Over the 13 years since APEC was founded, issues have become more sectoral based and rolling out these specific items of cooperation has became its preoccupation. Some international trade experts say this has cost the region an opportunity to take up more meaningful challenges.
"In later years, APEC has become a forum showing how national shirts or dresses look on international leaders," said one.
Cynicism aside, they suggest that the vision and the work of APEC should be subject to a rigorous review at the Bangkok summit. They point to the progress accomplished in earlier years where APEC member countries made great strides in cutting tariffs, although it was non-binding. The move spurred the European Union into paying greater attention to Asia.
APEC also played a decisive role in successfully pushing for new global trade at the World Trade Organization's meeting in Doha.
The United States also skillfully used APEC to push for a series of tariff reductions on information technology equipment -- prior to the global Internet takeoff.
The annual meetings of APEC finance ministers have also propelled countries in Asia to cooperate on foreign exchange.
But the vision set by the previous Eminent Persons Group, which was made up of respected international economists -- Thailand being represented by Dr. Narongchai Akrasenee -- is far from being realized.
The EPM then recommended that APEC should take off as a free trade community. The recommendation was very much a forefather of today's popular regional or bilateral free trade arrangement (FTA), and was taken up by East Asia's Vision Group.

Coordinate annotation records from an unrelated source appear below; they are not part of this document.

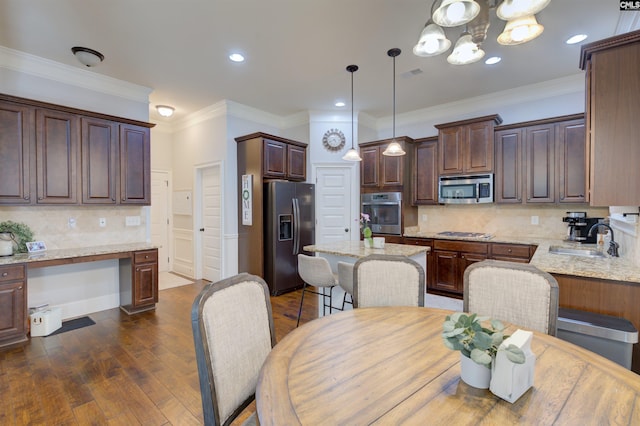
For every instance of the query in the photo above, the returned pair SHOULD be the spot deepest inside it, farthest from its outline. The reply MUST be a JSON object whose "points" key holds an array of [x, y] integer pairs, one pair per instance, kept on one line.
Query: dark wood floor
{"points": [[124, 370]]}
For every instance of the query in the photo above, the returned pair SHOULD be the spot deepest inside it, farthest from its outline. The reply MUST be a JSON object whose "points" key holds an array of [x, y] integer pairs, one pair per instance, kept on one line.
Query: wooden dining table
{"points": [[389, 366]]}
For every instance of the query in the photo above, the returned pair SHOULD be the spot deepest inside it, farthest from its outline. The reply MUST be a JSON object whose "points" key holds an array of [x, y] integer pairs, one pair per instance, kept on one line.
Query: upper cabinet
{"points": [[382, 172], [541, 161], [612, 67], [467, 146], [424, 190], [273, 157], [51, 154]]}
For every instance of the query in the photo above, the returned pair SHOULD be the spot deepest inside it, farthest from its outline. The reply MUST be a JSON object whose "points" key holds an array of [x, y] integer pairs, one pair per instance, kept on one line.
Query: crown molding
{"points": [[44, 68]]}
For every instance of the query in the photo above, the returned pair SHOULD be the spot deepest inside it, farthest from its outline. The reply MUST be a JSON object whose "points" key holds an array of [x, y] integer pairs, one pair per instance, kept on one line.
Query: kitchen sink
{"points": [[583, 252]]}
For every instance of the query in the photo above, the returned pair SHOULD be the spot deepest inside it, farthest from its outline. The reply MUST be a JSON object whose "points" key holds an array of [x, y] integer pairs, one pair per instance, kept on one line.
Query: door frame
{"points": [[354, 176], [197, 218]]}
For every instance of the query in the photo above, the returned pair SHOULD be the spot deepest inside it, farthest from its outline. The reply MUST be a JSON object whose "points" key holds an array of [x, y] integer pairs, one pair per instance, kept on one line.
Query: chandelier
{"points": [[521, 26]]}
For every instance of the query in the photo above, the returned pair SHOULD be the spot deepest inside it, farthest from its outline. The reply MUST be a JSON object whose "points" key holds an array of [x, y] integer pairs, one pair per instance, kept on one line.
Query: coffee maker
{"points": [[579, 225]]}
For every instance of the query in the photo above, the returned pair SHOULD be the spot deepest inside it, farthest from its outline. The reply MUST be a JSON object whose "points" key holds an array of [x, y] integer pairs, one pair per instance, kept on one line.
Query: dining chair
{"points": [[388, 280], [233, 333], [316, 271], [345, 281], [518, 293]]}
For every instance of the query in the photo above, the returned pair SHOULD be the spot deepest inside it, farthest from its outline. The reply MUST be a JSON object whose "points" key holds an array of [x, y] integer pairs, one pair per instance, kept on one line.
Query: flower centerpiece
{"points": [[366, 231], [465, 333]]}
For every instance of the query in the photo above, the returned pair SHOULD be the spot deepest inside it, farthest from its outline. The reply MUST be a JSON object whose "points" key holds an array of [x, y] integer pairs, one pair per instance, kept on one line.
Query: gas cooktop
{"points": [[465, 234]]}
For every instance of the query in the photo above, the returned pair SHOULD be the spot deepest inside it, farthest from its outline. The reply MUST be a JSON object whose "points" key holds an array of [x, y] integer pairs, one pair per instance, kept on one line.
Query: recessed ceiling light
{"points": [[236, 57], [576, 39]]}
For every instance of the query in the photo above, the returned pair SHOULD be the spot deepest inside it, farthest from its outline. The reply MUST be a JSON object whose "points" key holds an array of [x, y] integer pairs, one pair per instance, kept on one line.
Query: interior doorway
{"points": [[160, 227], [336, 214], [209, 222]]}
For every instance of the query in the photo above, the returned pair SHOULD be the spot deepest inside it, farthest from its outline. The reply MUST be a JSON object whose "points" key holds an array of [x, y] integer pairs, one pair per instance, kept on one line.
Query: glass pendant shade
{"points": [[432, 41], [520, 30], [451, 13], [394, 149], [465, 51], [512, 9], [352, 155]]}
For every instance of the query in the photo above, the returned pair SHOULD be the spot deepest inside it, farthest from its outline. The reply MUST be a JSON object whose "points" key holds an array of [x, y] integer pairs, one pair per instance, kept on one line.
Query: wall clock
{"points": [[333, 140]]}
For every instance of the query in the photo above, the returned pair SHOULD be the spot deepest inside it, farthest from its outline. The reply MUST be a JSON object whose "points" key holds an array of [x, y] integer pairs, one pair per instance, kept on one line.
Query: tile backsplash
{"points": [[62, 227]]}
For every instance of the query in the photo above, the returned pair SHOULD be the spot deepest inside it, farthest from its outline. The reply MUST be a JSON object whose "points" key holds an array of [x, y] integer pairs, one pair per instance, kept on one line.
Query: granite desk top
{"points": [[607, 268], [357, 249], [57, 254]]}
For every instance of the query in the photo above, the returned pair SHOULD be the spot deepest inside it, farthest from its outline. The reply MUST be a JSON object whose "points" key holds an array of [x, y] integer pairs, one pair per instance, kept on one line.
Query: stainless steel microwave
{"points": [[384, 210], [465, 189]]}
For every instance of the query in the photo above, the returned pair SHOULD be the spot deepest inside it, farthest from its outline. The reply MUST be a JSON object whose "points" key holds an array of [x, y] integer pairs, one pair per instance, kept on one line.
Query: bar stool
{"points": [[316, 271], [345, 281]]}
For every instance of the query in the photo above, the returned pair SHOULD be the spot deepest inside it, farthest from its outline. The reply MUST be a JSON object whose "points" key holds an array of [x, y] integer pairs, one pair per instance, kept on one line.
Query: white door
{"points": [[160, 217], [211, 223], [334, 205]]}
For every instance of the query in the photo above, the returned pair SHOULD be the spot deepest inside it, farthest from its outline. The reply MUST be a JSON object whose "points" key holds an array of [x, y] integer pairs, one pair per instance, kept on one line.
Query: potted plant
{"points": [[478, 346], [20, 234]]}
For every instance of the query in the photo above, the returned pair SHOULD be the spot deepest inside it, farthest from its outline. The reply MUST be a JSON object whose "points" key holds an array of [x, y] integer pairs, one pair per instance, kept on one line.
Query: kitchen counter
{"points": [[608, 268], [356, 249], [65, 256]]}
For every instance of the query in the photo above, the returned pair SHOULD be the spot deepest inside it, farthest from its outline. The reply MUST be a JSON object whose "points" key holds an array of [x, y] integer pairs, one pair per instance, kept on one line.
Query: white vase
{"points": [[473, 374]]}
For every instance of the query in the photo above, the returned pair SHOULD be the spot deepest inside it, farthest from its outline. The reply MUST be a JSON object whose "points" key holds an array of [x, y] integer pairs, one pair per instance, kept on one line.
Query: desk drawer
{"points": [[147, 256], [10, 273]]}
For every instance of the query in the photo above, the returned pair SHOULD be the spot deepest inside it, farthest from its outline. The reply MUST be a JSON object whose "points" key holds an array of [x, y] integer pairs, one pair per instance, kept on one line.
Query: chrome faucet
{"points": [[613, 246]]}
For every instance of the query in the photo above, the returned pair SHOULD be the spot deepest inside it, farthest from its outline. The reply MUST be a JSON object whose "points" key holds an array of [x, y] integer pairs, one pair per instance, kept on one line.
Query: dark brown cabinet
{"points": [[520, 253], [99, 147], [135, 165], [57, 138], [139, 281], [467, 146], [380, 172], [13, 304], [284, 160], [541, 161], [424, 189], [51, 154], [450, 259], [15, 153], [612, 67]]}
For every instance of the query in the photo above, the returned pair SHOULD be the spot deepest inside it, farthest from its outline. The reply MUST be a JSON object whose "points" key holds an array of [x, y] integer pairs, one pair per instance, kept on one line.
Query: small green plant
{"points": [[465, 333], [21, 233]]}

In these later years, APEC seems to have lost its way, and the issues of the day often come to overshadow its mission in international economics.
APEC has become a creature of international power politics, and issues taken up are selected less on their priorities than whether they can win consensus by the member countries to proceed en masse.
But supporters of APEC say the main vision of the bloc is still on track although it has been slow in coming. The establishment of the Bogor goals for free and open trade and investment in the Asia-Pacific (non-binding) by the years 2010 and 2020 is arguably APEC's most significant achievement -- when the time comes.
But now the world is awash with many FTA proposals of which the largest are the proposed Free Trade Arrangement of the Americas, the struggle for a new global trade round as the successor to the WTO, and the Thai government's own Asia Cooperation Dialog (ACD).
In the end, it will be the essence and not the form of the Bangkok APEC leaders' summit that will be remembered, and certainly not how the leaders look on the catwalk photo session.